A few things:
There is *never* a need to Restructure an epub to Sigil norm. Sigil norm is just an epub layout that old Sigil FORCED your epub into just to open it. It is no better than any other adhoc epub layout. And restructuring an epub to an arbitrarily chosen layout need never be done more than once (if at all).
Restructuring does not use cryptograohic hashes. Restructuring does in fact move actual files in Sigil's temp (having underlying actual files is needed for things like listening for external changes to those files via open with) even though caches of file contents for quicker editing are used. Moving then needs to fully gumbo parse *all* xhtml files to fix and update all relative links everyplace as well as update all css urls and file references and update the nav/toc. The OPF must also be fully parsed and updated.
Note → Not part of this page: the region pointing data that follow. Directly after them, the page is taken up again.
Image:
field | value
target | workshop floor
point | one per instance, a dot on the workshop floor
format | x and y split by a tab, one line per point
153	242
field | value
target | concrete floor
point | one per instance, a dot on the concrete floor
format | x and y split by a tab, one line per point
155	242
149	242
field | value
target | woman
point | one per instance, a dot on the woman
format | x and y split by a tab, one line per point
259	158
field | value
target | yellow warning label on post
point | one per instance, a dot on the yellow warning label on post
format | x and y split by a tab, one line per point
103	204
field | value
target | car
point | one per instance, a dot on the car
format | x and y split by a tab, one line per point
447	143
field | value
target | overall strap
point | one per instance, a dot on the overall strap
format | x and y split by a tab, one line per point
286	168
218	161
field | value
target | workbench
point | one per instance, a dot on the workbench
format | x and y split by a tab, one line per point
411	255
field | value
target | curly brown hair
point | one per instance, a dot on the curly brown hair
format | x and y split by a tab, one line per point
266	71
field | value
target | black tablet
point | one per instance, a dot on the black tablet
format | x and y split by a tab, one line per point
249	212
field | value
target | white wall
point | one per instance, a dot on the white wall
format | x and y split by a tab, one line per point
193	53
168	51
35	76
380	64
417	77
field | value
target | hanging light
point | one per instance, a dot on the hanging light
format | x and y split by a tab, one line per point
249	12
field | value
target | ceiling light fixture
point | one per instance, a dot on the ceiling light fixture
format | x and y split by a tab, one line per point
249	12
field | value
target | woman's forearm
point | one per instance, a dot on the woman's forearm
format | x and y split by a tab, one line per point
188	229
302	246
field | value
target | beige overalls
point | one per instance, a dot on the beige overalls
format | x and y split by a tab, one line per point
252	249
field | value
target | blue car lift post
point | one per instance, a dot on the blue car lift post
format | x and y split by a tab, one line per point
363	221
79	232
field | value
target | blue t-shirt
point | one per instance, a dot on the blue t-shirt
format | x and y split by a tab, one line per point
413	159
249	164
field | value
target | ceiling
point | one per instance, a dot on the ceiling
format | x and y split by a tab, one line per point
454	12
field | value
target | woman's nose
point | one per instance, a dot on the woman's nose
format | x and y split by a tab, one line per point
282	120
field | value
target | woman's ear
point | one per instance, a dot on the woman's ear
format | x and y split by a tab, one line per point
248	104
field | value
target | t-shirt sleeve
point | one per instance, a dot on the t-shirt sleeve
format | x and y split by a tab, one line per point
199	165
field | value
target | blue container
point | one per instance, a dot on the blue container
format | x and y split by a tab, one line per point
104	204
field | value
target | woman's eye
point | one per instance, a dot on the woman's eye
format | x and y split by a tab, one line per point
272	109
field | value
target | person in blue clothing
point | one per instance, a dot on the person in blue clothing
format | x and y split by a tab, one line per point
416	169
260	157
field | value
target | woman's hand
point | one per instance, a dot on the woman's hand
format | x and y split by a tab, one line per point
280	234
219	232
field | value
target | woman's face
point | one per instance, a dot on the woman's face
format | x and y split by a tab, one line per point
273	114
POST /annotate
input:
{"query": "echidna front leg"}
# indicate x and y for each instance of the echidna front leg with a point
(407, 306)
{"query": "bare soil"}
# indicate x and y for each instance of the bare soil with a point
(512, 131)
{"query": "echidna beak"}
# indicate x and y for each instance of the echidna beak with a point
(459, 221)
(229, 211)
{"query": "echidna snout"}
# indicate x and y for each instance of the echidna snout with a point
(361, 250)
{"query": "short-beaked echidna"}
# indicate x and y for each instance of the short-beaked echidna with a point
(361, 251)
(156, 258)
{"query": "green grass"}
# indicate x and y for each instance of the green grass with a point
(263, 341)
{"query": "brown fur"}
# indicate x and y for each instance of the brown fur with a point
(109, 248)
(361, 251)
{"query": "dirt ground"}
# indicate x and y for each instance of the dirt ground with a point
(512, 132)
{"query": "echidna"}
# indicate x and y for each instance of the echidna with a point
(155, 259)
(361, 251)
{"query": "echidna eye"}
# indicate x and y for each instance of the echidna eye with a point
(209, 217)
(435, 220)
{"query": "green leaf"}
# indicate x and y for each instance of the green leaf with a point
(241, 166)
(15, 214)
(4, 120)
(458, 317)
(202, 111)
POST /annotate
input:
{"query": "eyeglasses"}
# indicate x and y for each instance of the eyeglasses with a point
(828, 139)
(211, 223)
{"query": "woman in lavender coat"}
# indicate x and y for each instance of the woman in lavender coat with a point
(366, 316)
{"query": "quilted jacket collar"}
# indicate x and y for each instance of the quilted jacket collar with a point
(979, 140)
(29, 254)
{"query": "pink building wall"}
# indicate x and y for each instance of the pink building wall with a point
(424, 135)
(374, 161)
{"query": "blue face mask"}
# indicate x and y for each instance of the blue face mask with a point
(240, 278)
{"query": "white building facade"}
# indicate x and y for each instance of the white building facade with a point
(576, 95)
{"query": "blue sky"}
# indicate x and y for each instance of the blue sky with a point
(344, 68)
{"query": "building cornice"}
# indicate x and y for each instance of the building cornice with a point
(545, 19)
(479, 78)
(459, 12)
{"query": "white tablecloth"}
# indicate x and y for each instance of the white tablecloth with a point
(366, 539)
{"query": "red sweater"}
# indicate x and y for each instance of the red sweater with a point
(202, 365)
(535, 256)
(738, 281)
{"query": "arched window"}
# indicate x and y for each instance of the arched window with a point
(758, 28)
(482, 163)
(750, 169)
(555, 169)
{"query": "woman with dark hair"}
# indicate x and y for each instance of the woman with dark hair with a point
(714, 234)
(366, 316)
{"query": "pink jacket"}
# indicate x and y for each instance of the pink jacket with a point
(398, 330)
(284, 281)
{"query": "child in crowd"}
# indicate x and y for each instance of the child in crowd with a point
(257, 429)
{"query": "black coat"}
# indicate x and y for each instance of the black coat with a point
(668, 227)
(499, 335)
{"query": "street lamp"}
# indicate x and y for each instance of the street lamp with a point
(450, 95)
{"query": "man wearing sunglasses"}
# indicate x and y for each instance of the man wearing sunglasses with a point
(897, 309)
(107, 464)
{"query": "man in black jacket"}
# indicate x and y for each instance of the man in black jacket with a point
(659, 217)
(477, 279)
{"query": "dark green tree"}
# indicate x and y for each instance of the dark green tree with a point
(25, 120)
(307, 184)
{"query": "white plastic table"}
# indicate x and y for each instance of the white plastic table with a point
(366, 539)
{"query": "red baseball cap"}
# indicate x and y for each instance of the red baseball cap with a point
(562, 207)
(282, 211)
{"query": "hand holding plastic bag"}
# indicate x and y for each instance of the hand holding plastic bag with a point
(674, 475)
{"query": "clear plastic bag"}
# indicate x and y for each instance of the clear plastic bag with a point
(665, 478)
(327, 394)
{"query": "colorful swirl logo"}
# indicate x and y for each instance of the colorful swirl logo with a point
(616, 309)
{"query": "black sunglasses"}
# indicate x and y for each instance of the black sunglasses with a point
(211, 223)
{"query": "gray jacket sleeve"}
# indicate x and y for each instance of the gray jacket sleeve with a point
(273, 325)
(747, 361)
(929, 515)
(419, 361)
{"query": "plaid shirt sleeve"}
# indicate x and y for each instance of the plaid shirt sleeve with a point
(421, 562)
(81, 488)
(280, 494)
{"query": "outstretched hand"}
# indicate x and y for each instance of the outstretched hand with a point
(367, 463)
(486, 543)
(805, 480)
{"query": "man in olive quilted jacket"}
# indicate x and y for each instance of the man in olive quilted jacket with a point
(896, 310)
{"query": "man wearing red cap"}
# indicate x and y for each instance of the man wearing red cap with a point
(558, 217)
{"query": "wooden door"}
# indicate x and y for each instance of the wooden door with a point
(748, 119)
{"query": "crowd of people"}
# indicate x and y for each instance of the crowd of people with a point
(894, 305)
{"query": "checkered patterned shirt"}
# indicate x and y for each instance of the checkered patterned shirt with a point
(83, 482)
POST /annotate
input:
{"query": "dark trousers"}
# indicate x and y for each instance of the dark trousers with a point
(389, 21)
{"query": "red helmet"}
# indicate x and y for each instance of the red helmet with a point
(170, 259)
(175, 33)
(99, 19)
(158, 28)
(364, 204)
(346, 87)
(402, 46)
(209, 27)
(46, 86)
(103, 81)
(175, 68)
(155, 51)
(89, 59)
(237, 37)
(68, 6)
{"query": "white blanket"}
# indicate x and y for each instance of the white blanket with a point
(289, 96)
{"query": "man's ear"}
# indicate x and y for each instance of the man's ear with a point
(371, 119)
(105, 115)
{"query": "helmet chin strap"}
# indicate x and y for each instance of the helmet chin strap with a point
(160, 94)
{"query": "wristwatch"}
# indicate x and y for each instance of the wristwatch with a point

Being an editor means that file hash tables and advance indexing are worthless, as the only thing you can index in a file is file position and that becomes worthless after a single character change.
So worker threads are used where ever possible to concurrently parse all xhtml files in the fly to find ids, etc. only when needed.
I still find the thought of 1200 chapter files being truly needed for even any textbook to be absurd. 1200 pages maybe but 1200 chapters just means someone has not thought through the best organization and structure.
I will look into storing zip mod dates by file contents hash and not file path.
Quote:
Originally Posted by democrite
Pretty pretty please, I hope that is possible. I would otherwise need to be conscious that first I would restructure to Sigil norm before any other changes. That is not so bad but if it isn't too much effort, other would be great.
I haven't had a chance to look much at the code yet recently I've been thinking I will start more. I do not know if other file metadata is somehow kept track of. Perhaps such would help for possible future features. I recall, though I do not know if such has changed, that when adding links to IDs (I think it was) that there was some delay for larger EPUBs. In such cases, I have a fair amount of files with thousands or tens of thousands of IDs, common with academic works from certain publishers. Maybe the indexing of Sigil could grow over time such that more becomes possible. I was thinking of navigation features such as goto (id, text content, or title). Perhaps you are used to such in whatever editor or IDE you use; such would too be nice someday for Sigil.
When you say restructuring moves files, I'm not sure if that means such is really what happens in the temp folder. If so, I do not know if that is necessary over moving the file. Would such be less efficient? In my case of APFS, disk usage and battery life wouldn't be affected though unsure about NTFS, ext4, or other Linux file systems.
Of some informal testing of speed of opening an EPUB, with one with ~6000 images, 13 seconds vs 8.
edit: I'd guess restructuring to Sigil norm also recalculates checksums. Of a somewhat medium sized file, 1200 XHTML and ~250 images, restructuring took a while. I didn't time it but it seemed like half a minute or more. You may want to make such a preference. A faster hashing algorithm too might well be worth investigating if possible.
|